Twitter at 20: a life that spans the entire internet

A muted 20th birthday

Twitter’s 20th anniversary passed without cake or much celebration. Jack Dorsey reposted his first message — “just setting up my twttr” — on X, but it has been reported that the reply thread was buried by responses from paid blue‑verified accounts, many reportedly seeding AI‑generated comments to chase platform revenue. Usage has slid: a 2025 Pew Research survey found just 22% of U.S. adults still on X, down 10 percentage points from 2023, while Meta’s Threads overtook X on mobile daily active users in September 2025. Who killed the blue bird? The easy answer points at Elon Musk; the broader truth is messier.

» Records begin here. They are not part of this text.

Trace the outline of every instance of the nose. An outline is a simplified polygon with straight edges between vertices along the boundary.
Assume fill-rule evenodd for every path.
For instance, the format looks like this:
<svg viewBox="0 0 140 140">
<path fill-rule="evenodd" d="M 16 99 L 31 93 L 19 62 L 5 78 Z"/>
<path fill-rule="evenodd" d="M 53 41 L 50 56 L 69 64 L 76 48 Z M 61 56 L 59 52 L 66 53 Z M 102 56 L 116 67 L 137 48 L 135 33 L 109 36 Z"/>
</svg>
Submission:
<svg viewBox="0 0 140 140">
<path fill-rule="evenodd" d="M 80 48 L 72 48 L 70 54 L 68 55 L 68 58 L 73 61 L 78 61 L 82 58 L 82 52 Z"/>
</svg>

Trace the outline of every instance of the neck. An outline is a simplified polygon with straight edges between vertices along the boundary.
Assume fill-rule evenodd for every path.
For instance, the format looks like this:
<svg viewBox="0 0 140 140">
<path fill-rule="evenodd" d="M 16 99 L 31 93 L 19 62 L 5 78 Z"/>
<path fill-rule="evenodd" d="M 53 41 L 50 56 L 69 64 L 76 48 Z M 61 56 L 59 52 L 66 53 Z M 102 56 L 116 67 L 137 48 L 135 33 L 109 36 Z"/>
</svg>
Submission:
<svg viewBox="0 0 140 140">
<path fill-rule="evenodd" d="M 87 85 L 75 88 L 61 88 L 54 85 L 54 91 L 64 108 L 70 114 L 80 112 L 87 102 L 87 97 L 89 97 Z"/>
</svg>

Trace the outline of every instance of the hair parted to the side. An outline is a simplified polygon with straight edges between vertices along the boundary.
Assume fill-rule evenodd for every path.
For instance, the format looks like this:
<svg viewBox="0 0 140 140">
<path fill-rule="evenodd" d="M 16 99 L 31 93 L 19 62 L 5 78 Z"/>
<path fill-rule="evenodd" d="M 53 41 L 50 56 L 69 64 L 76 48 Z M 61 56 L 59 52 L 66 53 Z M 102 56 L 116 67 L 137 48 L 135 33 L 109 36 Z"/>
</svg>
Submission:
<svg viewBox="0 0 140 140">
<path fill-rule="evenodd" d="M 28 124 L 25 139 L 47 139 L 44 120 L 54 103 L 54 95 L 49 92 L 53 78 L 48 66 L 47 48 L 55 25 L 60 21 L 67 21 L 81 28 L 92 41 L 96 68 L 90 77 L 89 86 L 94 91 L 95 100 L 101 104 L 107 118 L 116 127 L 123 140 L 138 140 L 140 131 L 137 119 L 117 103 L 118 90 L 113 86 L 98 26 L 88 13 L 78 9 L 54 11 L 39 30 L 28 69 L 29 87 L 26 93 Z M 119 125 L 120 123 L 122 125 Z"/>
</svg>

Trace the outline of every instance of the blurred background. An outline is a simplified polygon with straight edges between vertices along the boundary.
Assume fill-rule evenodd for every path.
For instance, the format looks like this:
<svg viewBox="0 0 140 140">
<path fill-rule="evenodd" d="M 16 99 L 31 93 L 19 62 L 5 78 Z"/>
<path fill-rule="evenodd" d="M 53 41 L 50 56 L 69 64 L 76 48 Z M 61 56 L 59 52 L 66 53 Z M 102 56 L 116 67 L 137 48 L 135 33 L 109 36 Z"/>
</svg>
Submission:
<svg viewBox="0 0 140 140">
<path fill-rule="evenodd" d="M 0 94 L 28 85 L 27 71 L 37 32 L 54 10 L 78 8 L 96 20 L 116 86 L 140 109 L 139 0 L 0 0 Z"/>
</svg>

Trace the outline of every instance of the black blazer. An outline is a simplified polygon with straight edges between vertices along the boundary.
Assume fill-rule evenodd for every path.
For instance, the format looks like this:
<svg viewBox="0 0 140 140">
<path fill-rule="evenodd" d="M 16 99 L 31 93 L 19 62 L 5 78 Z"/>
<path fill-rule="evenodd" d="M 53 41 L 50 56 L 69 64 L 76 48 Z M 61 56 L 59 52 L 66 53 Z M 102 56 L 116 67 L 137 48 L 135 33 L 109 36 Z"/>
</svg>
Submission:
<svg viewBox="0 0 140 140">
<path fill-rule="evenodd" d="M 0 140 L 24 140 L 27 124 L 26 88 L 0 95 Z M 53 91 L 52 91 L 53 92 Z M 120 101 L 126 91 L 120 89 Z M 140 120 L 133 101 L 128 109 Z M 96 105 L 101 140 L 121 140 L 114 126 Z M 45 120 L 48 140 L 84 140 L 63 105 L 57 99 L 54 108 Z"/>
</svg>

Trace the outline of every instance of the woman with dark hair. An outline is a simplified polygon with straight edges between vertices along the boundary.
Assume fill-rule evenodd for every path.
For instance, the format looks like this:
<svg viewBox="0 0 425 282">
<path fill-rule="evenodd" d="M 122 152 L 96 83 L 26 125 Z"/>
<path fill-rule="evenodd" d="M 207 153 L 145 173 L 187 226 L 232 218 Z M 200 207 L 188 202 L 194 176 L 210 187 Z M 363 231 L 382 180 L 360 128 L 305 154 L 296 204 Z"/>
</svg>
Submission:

From an SMS demo to a global public square

Twitter began as a hack inside Odeo, an idea from Jack Dorsey to send status updates by SMS — hence the 140‑character constraint. What followed was not platform design but user invention: @mentions, hashtags proposed by Chris Messina, manual “RT” retweets, and third‑party clients like Tweetie and TweetDeck that pioneered pull‑to‑refresh and multi‑column timelines. In the early Web‑2.0 moment — with RSS, Google Reader and independent blogs — Twitter’s open API let developers and users build the product’s social grammar. That open, emergent ethos feels foreign today.

Business model over product choice

Yet long before Musk’s acquisition, Twitter’s arc trended toward enclosure and attention extraction. It has been reported that on March 20, 2026 a U.S. jury found Musk misled investors during the takeover, and his tenure amplified shifts already underway: algorithmic feeds, monetised attention, and tighter control over APIs and third‑party access. This pattern is not unique to one company. Western platforms converged on ad‑driven, algorithmic models; Meta scaled by copying features and folding them into massive ecosystems. Compare that to China’s platforms — Weibo (微博), WeChat (微信) and Douyin (抖音) — which long ago accepted closed ecosystems and integrated commerce under different regulatory and economic pressures. The geopolitical context — regulatory scrutiny, trade tensions and debate over AI governance — only accelerates platform fragmentation.

What survives of the original promise?

Twitter’s origin story reminds us that many of the social web’s most durable ideas came from users, not product roadmaps. But can those user‑first dynamics survive in an era where attention is commodified and platforms act like feudal lords? Decentralised protocols and open standards are often proposed as answers, but they clash with the commercial realities that shaped Twitter’s decline. Twenty years in, the blue bird’s life is a mirror of the internet’s broader evolution: open experiments giving way to closed, monetised empires — whether built by millionaires in Silicon Valley or scaled across different regulatory regimes in Beijing.